WHY DC HIPOT TESTS ARE NOT DESTRUCTIVE
One advantage of the DC Hipot test is the following: Although the test voltage can be high, the energy available to be discharged as an arc is small. Thus, arcs from a DC Hipot test are not destructive if the test is done properly.
A good analogy is the static discharge one can get from a finger to a door handle, especially when the humidity is low. The voltage differential causing the arc can be between 10kV and 20kV. You feel the arc, but there are no burn marks. Even if this happens often, there is no harm done. The reason we do not die from the high voltage discharge is that the energy available is low. It is determined by the capacitance in your body which is low, typically a few hundred picofarad (pF).
Motor Analyzers have relatively low output capacitance for DC Hipot tests as well, typically 20 to 100nF. Consequently, no damage will be done if an arc happens, as long as it is confirmed that the megohms are higher than limits set by the standards beforehand. The motor analyzer will shut off the test if an arc is detected, so there will be no further arcs.
If the insulation system is known to be weak, consider lowering the test voltage. If the insulation has cracks and fissures, contamination can be embedded, and an arc can cause carbon tracking in the crack. This may reduce the voltage at which arcs can occur.
The following case study is based on an interesting experiment that was done recently to prove that the DC Hipot Test is non-destructive, as long as it is done properly.
A 5HP, 4-pole, 460V, used motor from the early 1980s was tested to arcing repeatedly using DC Hipot. The motor was last in operation in 2005 before sitting for another 10+ years in storage. It was disassembled and cleaned out with high pressure air.
The motor was then surge tested to failure at 7.5kV – 8kV multiple times in short succession. After this, a Megohm measurement at 1,000V detected no leakage current, and the motor was then tested 18 times to failure in short succession with a DC Hipot Test. The following graph shows the test numbers and their corresponding arcing voltages.

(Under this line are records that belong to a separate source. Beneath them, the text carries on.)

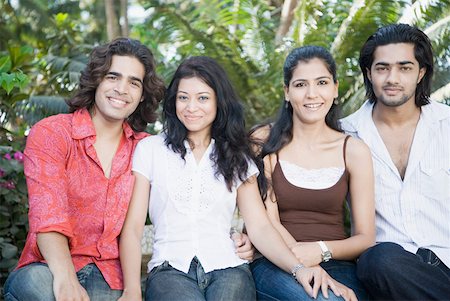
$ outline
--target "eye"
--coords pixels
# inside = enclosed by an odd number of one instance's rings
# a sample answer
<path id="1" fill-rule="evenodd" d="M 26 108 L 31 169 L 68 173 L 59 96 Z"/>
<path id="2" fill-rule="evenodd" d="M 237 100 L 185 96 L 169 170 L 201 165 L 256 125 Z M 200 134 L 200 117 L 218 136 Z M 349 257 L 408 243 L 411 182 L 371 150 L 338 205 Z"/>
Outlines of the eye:
<path id="1" fill-rule="evenodd" d="M 198 100 L 199 100 L 200 102 L 206 102 L 206 101 L 208 101 L 208 99 L 209 99 L 208 96 L 200 96 L 200 97 L 198 98 Z"/>
<path id="2" fill-rule="evenodd" d="M 117 77 L 117 75 L 114 75 L 114 74 L 107 74 L 107 75 L 105 76 L 105 78 L 106 78 L 107 80 L 114 81 L 114 80 L 116 80 L 118 77 Z"/>
<path id="3" fill-rule="evenodd" d="M 131 85 L 136 87 L 136 88 L 140 88 L 141 87 L 141 83 L 137 80 L 133 80 L 131 81 Z"/>
<path id="4" fill-rule="evenodd" d="M 187 101 L 187 96 L 185 96 L 185 95 L 178 95 L 177 96 L 177 100 L 178 101 L 183 101 L 183 102 Z"/>
<path id="5" fill-rule="evenodd" d="M 294 84 L 294 87 L 297 87 L 297 88 L 299 88 L 299 87 L 305 87 L 306 86 L 306 84 L 304 83 L 304 82 L 296 82 L 295 84 Z"/>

As seen above, the arc voltage recorded in the first tests stays relatively constant at about 7,900V for the first 12 tests. Normal DC Hipot tests would be done at voltages between 1,920 – 2,120V. Furthermore, normally only one DC Hipot test is done. In this case study the tests in the graph were done in rapid succession causing additional stresses on the insulation.
The result serves as proof that the insulation does not degrade do to a single DC Hipot Test arc if performed under the guidelines and test voltages set forth by the IEEE and ANSI/EASA standards.
There is a decline in the arc voltage after the 13th test, and there is little doubt that the insulation has been weakened. It is important to keep in mind that the tests were done at significantly higher voltages than what is recommended for a 460V motor, and that even after the 18th test the arc voltage was close to 5,000V. The motor would still pass a DC Hipot Test performed under conditions recommended by the standards.
The conclusion from this experiment is that the relatively low energy available in the DC Hipot Test will not cause damage to the insulation system as long as the test is performed in accordance with the standards.
Motor are designed to handle significantly higher voltages than normal DC Hipot voltages. If an arc occurs at or below the recommended test voltage, one can be certain that the insulation is weak.